Good Enough: Satisficing in Production Machine Learning
Herbert Simon observed that managers rarely chase the global optimum. Instead, they set an aspiration level, a “good enough” performance, and quit searching once they found an option that met it. Simon called this satisficing.
That habit makes sense because every decision is a trade‑off. In modeling, the benefit side of the ledger is higher predictive accuracy (or some task‑specific utility). The cost side shows up on three fronts: search cost (extra tuning runs, longer training, larger data collection), inference cost (slower, more power‑hungry models), and interpretability cost (complex artifacts that are harder to trust and maintain). Continuing the search is sensible only while the expected marginal gain in accuracy outweighs these combined marginal costs.
Determining the aspiration level is, therefore, the crucial step. Decision theory offers three lenses:
- Linear expected value. Assume costs are linear and the future distribution is stable; stop when the next unit of search no longer raises expected utility.

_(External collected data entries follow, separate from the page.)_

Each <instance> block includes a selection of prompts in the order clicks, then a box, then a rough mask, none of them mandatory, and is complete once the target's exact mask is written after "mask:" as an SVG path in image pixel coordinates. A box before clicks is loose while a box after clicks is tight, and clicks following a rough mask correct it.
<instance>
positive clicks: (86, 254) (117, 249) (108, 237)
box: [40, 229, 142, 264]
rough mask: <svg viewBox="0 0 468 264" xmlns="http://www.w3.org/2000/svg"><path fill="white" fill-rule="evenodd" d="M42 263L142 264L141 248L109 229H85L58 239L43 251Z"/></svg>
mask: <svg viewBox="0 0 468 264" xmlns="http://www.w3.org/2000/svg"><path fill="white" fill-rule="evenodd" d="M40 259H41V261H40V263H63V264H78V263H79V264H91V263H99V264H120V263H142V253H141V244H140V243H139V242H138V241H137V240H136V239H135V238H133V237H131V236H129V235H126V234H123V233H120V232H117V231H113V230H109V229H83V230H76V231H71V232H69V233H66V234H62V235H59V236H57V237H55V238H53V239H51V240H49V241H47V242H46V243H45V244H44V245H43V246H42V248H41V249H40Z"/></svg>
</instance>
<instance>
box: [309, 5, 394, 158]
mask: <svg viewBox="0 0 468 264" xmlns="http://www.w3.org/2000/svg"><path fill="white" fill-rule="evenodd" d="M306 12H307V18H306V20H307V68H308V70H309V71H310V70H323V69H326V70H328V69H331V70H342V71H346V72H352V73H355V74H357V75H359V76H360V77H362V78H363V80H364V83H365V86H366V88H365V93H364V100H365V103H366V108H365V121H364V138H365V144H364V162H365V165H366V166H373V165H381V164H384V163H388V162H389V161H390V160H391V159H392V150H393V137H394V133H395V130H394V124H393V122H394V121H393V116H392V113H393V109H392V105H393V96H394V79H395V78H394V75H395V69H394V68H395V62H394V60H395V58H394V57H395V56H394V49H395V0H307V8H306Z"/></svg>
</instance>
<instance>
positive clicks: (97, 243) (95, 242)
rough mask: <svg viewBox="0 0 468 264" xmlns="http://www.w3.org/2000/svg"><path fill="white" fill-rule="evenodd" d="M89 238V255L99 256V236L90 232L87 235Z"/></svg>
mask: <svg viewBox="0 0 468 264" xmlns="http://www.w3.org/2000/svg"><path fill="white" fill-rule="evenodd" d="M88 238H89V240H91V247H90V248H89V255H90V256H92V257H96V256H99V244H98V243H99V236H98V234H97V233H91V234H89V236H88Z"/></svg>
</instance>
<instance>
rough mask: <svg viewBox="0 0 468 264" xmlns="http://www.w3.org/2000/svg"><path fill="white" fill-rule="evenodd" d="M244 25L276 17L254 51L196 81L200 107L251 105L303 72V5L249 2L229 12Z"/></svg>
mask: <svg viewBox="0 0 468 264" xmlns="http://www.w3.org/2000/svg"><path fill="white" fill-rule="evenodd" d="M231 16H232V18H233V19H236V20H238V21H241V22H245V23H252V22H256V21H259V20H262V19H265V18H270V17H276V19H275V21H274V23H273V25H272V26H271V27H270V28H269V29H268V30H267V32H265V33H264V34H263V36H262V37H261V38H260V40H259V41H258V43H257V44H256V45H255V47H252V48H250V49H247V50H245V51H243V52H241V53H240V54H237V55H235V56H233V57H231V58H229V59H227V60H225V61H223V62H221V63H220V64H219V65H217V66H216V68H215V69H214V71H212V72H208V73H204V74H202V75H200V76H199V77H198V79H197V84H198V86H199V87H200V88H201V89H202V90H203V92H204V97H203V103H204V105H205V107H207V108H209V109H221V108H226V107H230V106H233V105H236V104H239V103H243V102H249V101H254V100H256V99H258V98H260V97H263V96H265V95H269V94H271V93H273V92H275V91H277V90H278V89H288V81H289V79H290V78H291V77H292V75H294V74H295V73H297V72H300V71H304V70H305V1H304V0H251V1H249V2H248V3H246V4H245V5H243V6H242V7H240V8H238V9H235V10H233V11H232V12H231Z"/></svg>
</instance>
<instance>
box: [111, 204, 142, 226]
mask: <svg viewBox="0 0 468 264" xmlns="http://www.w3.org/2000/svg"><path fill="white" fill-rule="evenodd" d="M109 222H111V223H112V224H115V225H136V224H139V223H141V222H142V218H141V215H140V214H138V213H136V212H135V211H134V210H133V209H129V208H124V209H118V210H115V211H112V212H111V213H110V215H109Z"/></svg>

- Concave expected utility. Risk aversion emerges naturally from diminishing marginal utility—large losses hurt disproportionately more than equivalent gains help; stop when the utility-weighted improvement falls below search cost.
- Distributional robustness (ε, δ). When the distribution is uncertain, add a safety margin: accept any model whose probability of trailing the empirical best by more than ε stays below δ.
Whichever lens you choose, list every rising cost—extra tuning runs, slower inference, tougher audits—convert them to the same units as the benefit, and halt at the point where marginal gain meets marginal cost.
Machine learning practice is full of stop rules. Most follow delta improvement logic: halt when marginal gains fall below some threshold. Most ML algorithms check marginal improvement: halt training once validation loss has failed to improve by more than ε for m consecutive passes. Hyperparameter search, ensembling, etc., typically run for fixed iterations or until performance plateaus rather than stopping at target performance levels.
Fewer techniques target absolute performance. Early‑exit Transformers (BERTxiT, FastBERT, DeeBERT) train intermediate classifiers at internal layers and exit when confidence scores cross pre-set thresholds—they stop when performance is "good enough," not when improvement stagnates.
The question is: when should we target absolute performance instead of marginal improvement? The answer depends on your cost structure. Search costs dominate when the search is repeated frequently, done under tight resource constraints, or when marginal performance gains have low value relative to ongoing search costs.
This happens in real-time inference scenarios where latency budgets are strict or in online learning, where models are constantly retrained, and you need to decide how much compute to spend on each update. In contrast, one-time expensive searches like hyperparameter tuning or neural architecture search are typically worth the cost since the benefits compound over the model's lifetime.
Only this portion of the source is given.